STAGE REVIEW : THIS ‘REUNION’ TAKES ON DIFFERENT COLOR
Another reunion script? Yes, but “Reunion in Bartersville” is not about white yuppies looking back on their lost youth. Instead, it reunites the class of ’33 from a black high school in a small Texas town, 50 years on.
Only four members of the class survive, or so they believe. Why, Janie Mae Hopper has collected the obits of all the others, as proof. You can’t believe everything you read in the papers, though, and you shouldn’t necessarily accept the verdicts of 50-year-old murder trials either. These are among the lessons learned by the class of ’33.
Celeste Colson Walker’s comic whodunit isn’t original. Its exposition is unwieldy, and its first act could benefit from a few subtle hints of what’s to come. Still, as a light vehicle for older black actors, it runs like a well-tuned sports car.

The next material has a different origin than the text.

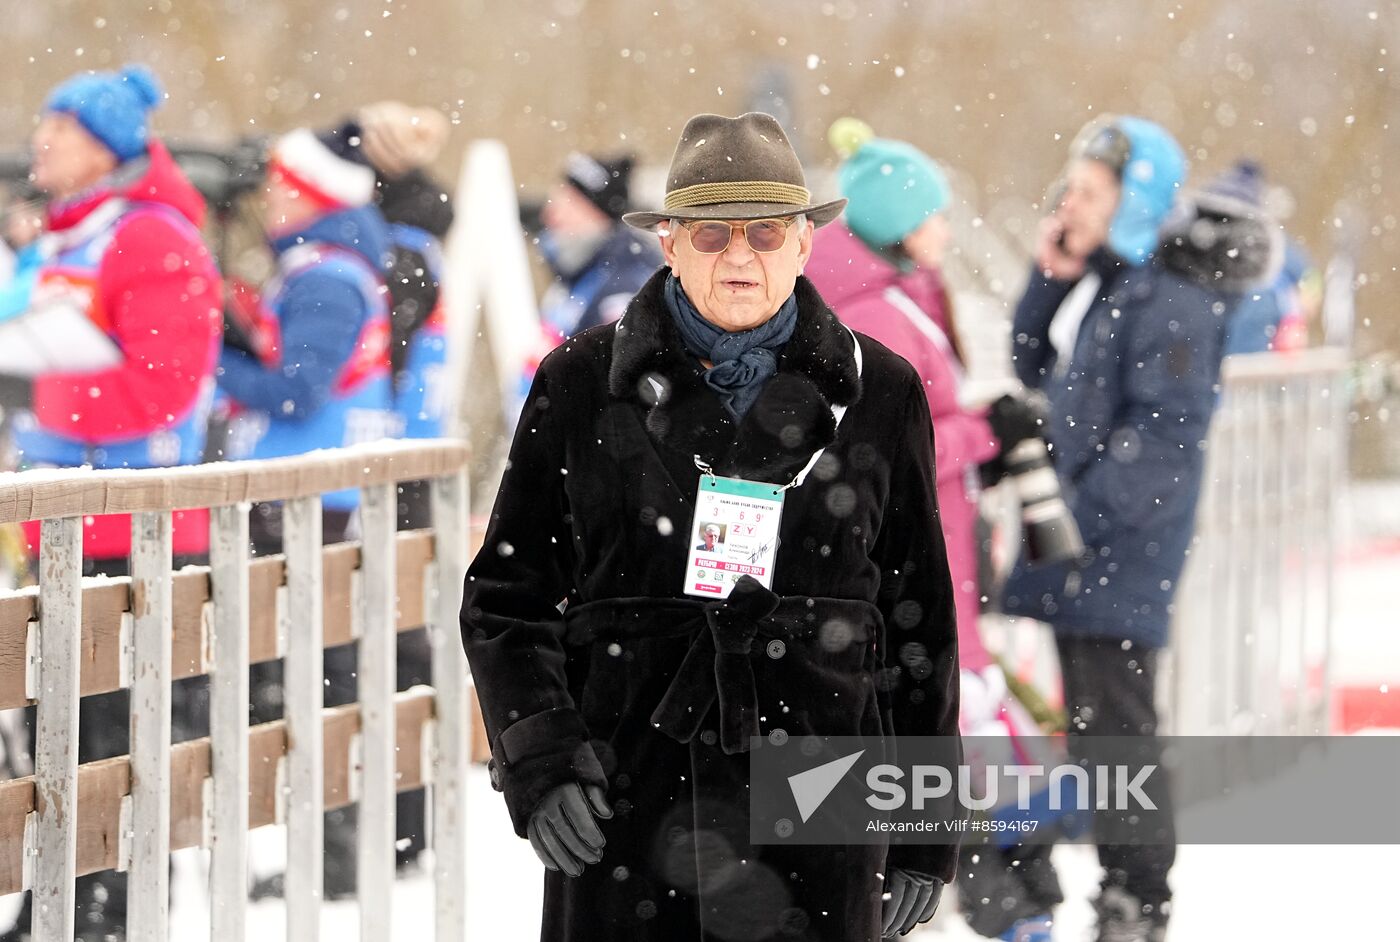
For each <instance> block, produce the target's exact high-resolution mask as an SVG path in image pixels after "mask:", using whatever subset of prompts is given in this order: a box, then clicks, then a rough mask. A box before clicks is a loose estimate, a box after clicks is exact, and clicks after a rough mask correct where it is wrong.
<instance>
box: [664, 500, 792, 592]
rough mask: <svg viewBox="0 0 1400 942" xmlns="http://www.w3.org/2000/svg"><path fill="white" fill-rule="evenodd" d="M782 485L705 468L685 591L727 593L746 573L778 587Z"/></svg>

The worst feature of the Cambridge Players production is the venue--a church social hall, with the unsatisfactory sight lines and acoustics that one might expect. However, Edmund Cambridge’s actors respond with broad, house-filling performances that, for the most part, overcome the obstacles of the place.
Pollina (Lynn Hamilton), a blond and buxom nightclub owner from Houston, struts into the party with her fifth husband in tow (Glenn Towery)--a 28-year-old who knows all about security systems. They’re the play’s most amusing twosome.
The two who have remained in Bartersville are the fussy amateur poet, Janie Mae (Carla Louise), and her gossipy cousin (Arnold Johnson). Dapper Perry Roussel (Scott Cunningham) and his young white wife (Pamela Nelson, too much the voice of reason) fly in from the Coast. Then there’s the mysterious A.J. (suave Frank Jenkins).
The costumes, coordinated by Harriet Lott, expertly delineate the different paths taken by the members of the class and their spouses.